Carluccio’s Limited (in administration) [2020] EWHC 886 (Ch)

The devastating effects of COVID-19 and the imposed lockdown on businesses can all too readily be seen with collapse of restaurant chain Carluccio’s – one of the first businesses to call in administrators in the early days of the crisis.

In this article, we summarise ten useful takeaways for employees and insolvency practitioners from the High Court judgement in the Carluccio’s case.

Insolvencies can be difficult enough without the added impact of the current pandemic. Immediately on appointment, the administrators of Carluccio’s faced the challenge of tackling the evolving Coronavirus Job Retention Scheme (“Scheme”), employment law issues and the technicalities of insolvency law against the ticking clock imposed by paragraph 99 of Schedule B1 (“Paragraph 99”) of the Insolvency Act 1986 (“Act”). Paragraph 99(5) gives a super priority to certain wages and salary liabilities arising under a contract of employment adopted by an administrator before they leave office - these sums are paid in priority to the administrator’s own remuneration and expenses.

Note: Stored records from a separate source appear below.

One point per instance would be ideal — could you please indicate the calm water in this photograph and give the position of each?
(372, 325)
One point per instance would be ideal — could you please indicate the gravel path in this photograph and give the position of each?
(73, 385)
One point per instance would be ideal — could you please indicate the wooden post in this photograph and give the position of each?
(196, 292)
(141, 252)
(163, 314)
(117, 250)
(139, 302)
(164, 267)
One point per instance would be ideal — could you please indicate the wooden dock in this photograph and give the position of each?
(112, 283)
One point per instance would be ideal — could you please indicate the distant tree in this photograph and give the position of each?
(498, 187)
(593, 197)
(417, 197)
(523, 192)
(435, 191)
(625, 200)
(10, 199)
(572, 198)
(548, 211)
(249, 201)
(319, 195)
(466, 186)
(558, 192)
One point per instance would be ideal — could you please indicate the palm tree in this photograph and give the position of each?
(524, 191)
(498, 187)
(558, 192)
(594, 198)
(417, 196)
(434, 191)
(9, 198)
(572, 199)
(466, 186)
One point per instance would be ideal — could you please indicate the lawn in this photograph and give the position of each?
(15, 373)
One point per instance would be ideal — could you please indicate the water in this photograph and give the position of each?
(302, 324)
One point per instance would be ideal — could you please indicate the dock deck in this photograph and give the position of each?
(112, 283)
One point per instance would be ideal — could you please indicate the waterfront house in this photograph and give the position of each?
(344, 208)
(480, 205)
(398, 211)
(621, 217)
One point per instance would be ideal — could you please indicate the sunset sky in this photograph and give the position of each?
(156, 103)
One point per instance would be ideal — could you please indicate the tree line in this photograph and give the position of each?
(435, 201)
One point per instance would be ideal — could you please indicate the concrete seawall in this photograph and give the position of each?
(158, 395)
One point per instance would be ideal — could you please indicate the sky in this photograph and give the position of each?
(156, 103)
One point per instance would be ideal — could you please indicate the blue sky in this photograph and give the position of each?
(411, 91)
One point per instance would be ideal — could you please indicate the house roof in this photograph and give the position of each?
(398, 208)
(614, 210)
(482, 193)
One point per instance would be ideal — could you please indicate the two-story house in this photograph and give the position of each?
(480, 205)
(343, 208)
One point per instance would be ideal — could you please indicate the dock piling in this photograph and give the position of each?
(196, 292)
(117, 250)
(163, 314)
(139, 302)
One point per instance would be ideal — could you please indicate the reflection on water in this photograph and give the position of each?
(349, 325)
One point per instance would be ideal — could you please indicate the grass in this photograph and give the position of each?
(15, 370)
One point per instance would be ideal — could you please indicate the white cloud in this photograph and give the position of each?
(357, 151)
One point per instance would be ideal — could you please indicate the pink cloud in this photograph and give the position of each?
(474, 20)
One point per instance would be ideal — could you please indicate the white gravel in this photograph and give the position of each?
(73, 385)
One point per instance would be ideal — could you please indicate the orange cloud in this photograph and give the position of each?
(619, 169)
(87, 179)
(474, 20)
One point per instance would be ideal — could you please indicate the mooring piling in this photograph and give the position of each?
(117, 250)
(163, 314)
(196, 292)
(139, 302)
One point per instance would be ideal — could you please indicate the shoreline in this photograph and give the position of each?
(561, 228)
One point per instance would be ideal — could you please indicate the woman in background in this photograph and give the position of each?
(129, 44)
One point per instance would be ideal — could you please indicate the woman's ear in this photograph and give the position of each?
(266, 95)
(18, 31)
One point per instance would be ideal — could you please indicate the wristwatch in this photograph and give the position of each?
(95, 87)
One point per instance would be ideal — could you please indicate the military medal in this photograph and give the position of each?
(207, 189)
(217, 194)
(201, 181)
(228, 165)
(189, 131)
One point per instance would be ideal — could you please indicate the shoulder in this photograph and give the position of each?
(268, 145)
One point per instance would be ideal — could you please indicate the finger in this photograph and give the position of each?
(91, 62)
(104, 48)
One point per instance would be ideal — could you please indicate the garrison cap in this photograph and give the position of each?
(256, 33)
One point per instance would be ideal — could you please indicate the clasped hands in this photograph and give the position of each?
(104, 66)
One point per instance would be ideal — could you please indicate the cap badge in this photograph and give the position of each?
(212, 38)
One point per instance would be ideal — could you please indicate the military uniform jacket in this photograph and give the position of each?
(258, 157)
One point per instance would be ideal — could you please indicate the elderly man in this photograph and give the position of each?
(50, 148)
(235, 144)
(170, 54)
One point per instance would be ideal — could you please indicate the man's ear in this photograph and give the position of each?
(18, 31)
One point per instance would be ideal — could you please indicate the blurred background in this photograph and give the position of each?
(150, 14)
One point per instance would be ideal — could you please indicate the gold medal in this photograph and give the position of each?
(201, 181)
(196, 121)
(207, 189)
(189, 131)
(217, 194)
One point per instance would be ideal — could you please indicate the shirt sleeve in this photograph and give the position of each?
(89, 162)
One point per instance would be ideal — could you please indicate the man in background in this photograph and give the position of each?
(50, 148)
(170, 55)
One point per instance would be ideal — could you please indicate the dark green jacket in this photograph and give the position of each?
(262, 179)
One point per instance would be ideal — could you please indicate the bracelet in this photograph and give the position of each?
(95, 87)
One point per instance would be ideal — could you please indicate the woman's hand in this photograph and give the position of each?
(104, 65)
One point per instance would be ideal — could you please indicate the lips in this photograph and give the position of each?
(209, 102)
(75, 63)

Importantly, Paragraph 99(5) provides that action taken within the first 14 days following the administrator’s appointment shall not amount to adoption of a contract and no account will be taken of any liability which arises in respect of anything done or which occurs before adoption of the contract of employment. This provision often leads to insolvency practitioners making certain redundancies in the early days of administration.

Facing this situation, and with the 14-day period since appointment running out, the administrators of Carluccio’s sought direction from the High Court of Justice on an emergency basis. On 13 April 2020, Mr Justice Snowden issued what would appear to be the first set of (non-binding) directions under paragraph 63 of Schedule B1 of the Act on the complex web of insolvency planning, employee rights and the Scheme.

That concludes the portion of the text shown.